# sound track player



## bmwr71 (Jan 30, 2010)

Fellers, been working on a caboose that has a guy playing the harmonica sitting on the back steps. Got the idea that I could put a sound unit in the car as to be able to play actual harmonica music so it would more seem that the little guy is playing. Think I will have the speaker fire out a window, but might do it out the bottom, still stewing on that. Used to play the harmonica in earlier days and thought I should brush up on playing some tunes and do my own recording and I do like that idea as I could hack around just like a bored guy riding on a caboose might do, but that would involve all the time of brushing up and getting the music and setting up some recording stuff I don't have. Found a harmonica CD on fleabay for $3 and that will do for now. But I need a player and a speaker. I am on a yahoo layout sound group and I asked about this and got not a single response. Think all those guys are smaller scale modelers and have a bad case of size envy. The group standard there are units from Pricom called Dream Players and the cheapest one is their Lite unit at $40. Would really like a more economical unit. Do see see cheap MP3 player boards on fleabay and who knows how poor the sound would be. Any ideas on a player and a speaker? 

Doug


----------



## Dan Pierce (Jan 2, 2008)

Bluetooth from a cell phone with this nanocube for less than $10.00. Use an old cell phone to store the audio files.

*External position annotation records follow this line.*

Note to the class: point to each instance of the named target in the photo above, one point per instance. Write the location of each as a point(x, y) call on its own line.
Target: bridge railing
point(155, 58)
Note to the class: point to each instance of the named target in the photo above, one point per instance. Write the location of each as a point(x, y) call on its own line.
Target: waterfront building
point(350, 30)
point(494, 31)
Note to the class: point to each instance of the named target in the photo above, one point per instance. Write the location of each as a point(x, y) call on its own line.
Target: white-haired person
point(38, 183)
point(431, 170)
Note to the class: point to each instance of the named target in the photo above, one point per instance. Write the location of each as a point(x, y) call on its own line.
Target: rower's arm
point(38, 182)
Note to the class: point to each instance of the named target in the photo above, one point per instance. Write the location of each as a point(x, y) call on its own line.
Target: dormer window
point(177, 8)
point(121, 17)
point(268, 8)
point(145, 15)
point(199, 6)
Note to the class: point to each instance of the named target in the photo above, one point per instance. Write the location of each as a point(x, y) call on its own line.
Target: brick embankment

https://www.anypromo.com/technology...MI5IbAl_KI1gIVzkoNCh22jAAMEAQYAyABEgIjIvD_BwE


----------



## Totalwrecker (Feb 26, 2009)

Dan, How do you buy one?
It was $9+ ea. for 50....
Such a deal! lol

John


----------



## Dwight Ennis (Jan 2, 2008)

https://www.amazon.com/EZSound-Module-DIY-Audio-Cards/dp/B006HL1KAU


----------



## Pete Thornton (Jan 2, 2008)

Dwight Ennis said:


> https://www.amazon.com/EZSound-Module-DIY-Audio-Cards/dp/B006HL1KAU


That's a real neat one, Dwight.

I have a Bluerail recvr, and I've been playing with small bluetooth speakers to be driven from my cellphone. This is the smallest I found https://www.amazon.com/gp/product/B011BPXIPQ/ref=oh_aui_detailpage_o07_s00?ie=UTF8&psc=1.









[As an aside, I also tried from Anker (A7910) which is a bit bigger but has amazing sound. It is now allocated to tabletop duty with my iPod for social occasions - not trains!]


----------



## Greg Elmassian (Jan 3, 2008)

Yeah, a nice self contained unit, not dependent on wireless transmission looks good... if you can edit the sound so it loops "cleanly" that would be very nice.

Greg - 799


----------



## Bill Swindell (Jan 2, 2008)

I bought several of these. They put out 2W to a single speaker.

http://www.ebay.com/itm/TF-card-U-d...decoding-audio-Player-module-D-/112047623916?


----------



## Greg Elmassian (Jan 3, 2008)

Bill, do they resume playing after power off, power on?

Greg - 795


----------



## Bill Swindell (Jan 2, 2008)

I think they start again at track 1. Yes, they do play again at power on with no user action. They have a combined, mono output from a 2 watt amplifier. They also have a stereo headphone output.


----------



## Dwight Ennis (Jan 2, 2008)

I've been reading about people re-purposing sound units from gift cards. That's where I came across this product. The only potential drawback is the 120 second time limit.


----------



## rdamurphy (Jan 3, 2008)

I dunno, Dwight... After two minutes of harmonica music, silence might be a good thing!

LOL!

Seriously, though, I've seen sound players that play cow and pig sounds when the car moves, isn't it possible to do something similar?

Robert


----------



## toddalin (Jan 4, 2008)

What's the big deal?

Get an MP3 player from ebay from ebay for <$1.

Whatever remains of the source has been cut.